9 Comments on Who Was Howard Thurman?

  • Joseph mitchell on 04.10.2012 at 11:53 am

    Could you tell me the date of Thurman’s first sermon adter he was named Dean of the Marsh Chapel? I was in a ministry of industry program at the Boston School of Theology in the summer of 1953 and have a vague memory of hearing the sermon. Could you send me a copy of the Worship Bulletin for that day. Joseph Mitchell, 7 Vandora Place, Durham, NC. 919 402 0984

  • Monica Tetzlaff on 07.20.2012 at 10:50 pm

    Thank you for publishing this information about Howard Thurman. He is an theologian whose writings still resonate powerfully with me on the importance of integrating one’s inner spiritual life with the outer life of compassion and social justice with one’s brothers and sisters.

  • Glennie Manuel on 02.06.2015 at 12:38 am

    I was elated when I came across this great information on Howard Thurman. Unknown to me to this point in my life. In 1953 I was just 1 year old. He was a phenomenal person. I enjoyed learning about him in your article. Thanks for sharing as He is one in a million.

  • Joyce Miller on 02.26.2015 at 6:12 pm

    When I was a student at Boston University, Howard Thurman was the Dean of Marsh Chapel — His sermons were incredible and he was very easy to talk with. Everyone learned a lot from him.

  • Joyce Miller on 02.26.2015 at 6:15 pm

    Thurman was dean while I was a student and his sermons were awesome.

  • Joyce Miller on 02.26.2015 at 9:21 pm

    Howard Thurman was an amazing person when I was an under grad at Boston University.
    He taught us much about life, about joy, about working together.

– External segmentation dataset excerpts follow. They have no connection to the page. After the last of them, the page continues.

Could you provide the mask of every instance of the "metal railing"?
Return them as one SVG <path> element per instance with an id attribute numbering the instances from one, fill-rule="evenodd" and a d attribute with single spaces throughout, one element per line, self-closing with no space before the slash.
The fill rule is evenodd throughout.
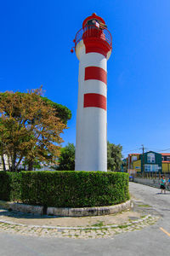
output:
<path id="1" fill-rule="evenodd" d="M 75 47 L 82 39 L 89 38 L 97 38 L 106 41 L 112 48 L 112 37 L 110 32 L 105 27 L 98 27 L 94 25 L 86 26 L 76 32 L 74 39 Z"/>

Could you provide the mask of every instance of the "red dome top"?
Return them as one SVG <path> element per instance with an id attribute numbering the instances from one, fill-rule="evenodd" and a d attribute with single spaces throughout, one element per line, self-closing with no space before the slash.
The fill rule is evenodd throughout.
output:
<path id="1" fill-rule="evenodd" d="M 86 26 L 86 23 L 88 20 L 93 20 L 93 19 L 98 20 L 101 21 L 102 23 L 105 24 L 105 20 L 101 17 L 96 15 L 96 14 L 93 14 L 91 16 L 88 16 L 88 18 L 86 18 L 84 20 L 84 21 L 82 22 L 82 27 L 84 27 Z"/>

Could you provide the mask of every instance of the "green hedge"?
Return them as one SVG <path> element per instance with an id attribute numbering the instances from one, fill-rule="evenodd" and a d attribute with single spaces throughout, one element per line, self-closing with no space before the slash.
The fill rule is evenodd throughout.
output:
<path id="1" fill-rule="evenodd" d="M 3 172 L 0 175 L 0 186 L 3 182 L 0 199 L 20 200 L 32 205 L 100 207 L 129 199 L 127 173 L 75 171 Z"/>
<path id="2" fill-rule="evenodd" d="M 20 201 L 21 195 L 21 173 L 0 172 L 0 199 Z"/>

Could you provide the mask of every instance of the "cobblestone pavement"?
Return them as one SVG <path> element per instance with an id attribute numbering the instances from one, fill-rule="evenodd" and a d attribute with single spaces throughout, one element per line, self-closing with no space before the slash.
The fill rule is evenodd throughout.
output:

And what he taught, stayed with many of us for the rest of our lives. And so it was and and so it is.

  • Elizabeth Chapman on 02.06.2016 at 6:40 am

    So many good and wise people that young people, politicians and leaders should know about! Lafayette and Mayme Noda ,now deceased, sent a Christmas card with a quote i want to share, so I looked up the name and see this wonderful l person who should never be forgotten! What do we get on the net, in many modern books today is distressing because it takes up too much room. What can we do to save all the important wisdom of the past for our striving to grow, be better individuals? If for nothing else, for our own good?

  • velma marshburn on 10.27.2016 at 12:18 am

    Dr.Thurman taught my parents at Morehouse, andSpelman in the 1930’s.I met and was fascinated by his words at Hampton Institute in the 1950’s.His voice was mesmerizing,his eyes danced with passion as he spoke ,in a compelling fashion,during Religious Emphasis Week.I attended all his services and seminars,he really was a student of Gandhi,and shared his beliefs in non-violence.He made me want to be a better me,to use the privileges’,I had been given to help others

  • Brenda on 03.07.2018 at 10:35 am

    I was a 5 year old white girl living in Memphis, Tennessee during the post depression and post WWII hardship era. I was raised by strict parents who taught their six children to never be prejudiced against anyone because of skin color, socio-economics, or culture. Almost three-quarters of a century later I read, “Jesus and The Disinherited”. I wish I’d read it sooner and I wish everyone who hasn’t, would read it now.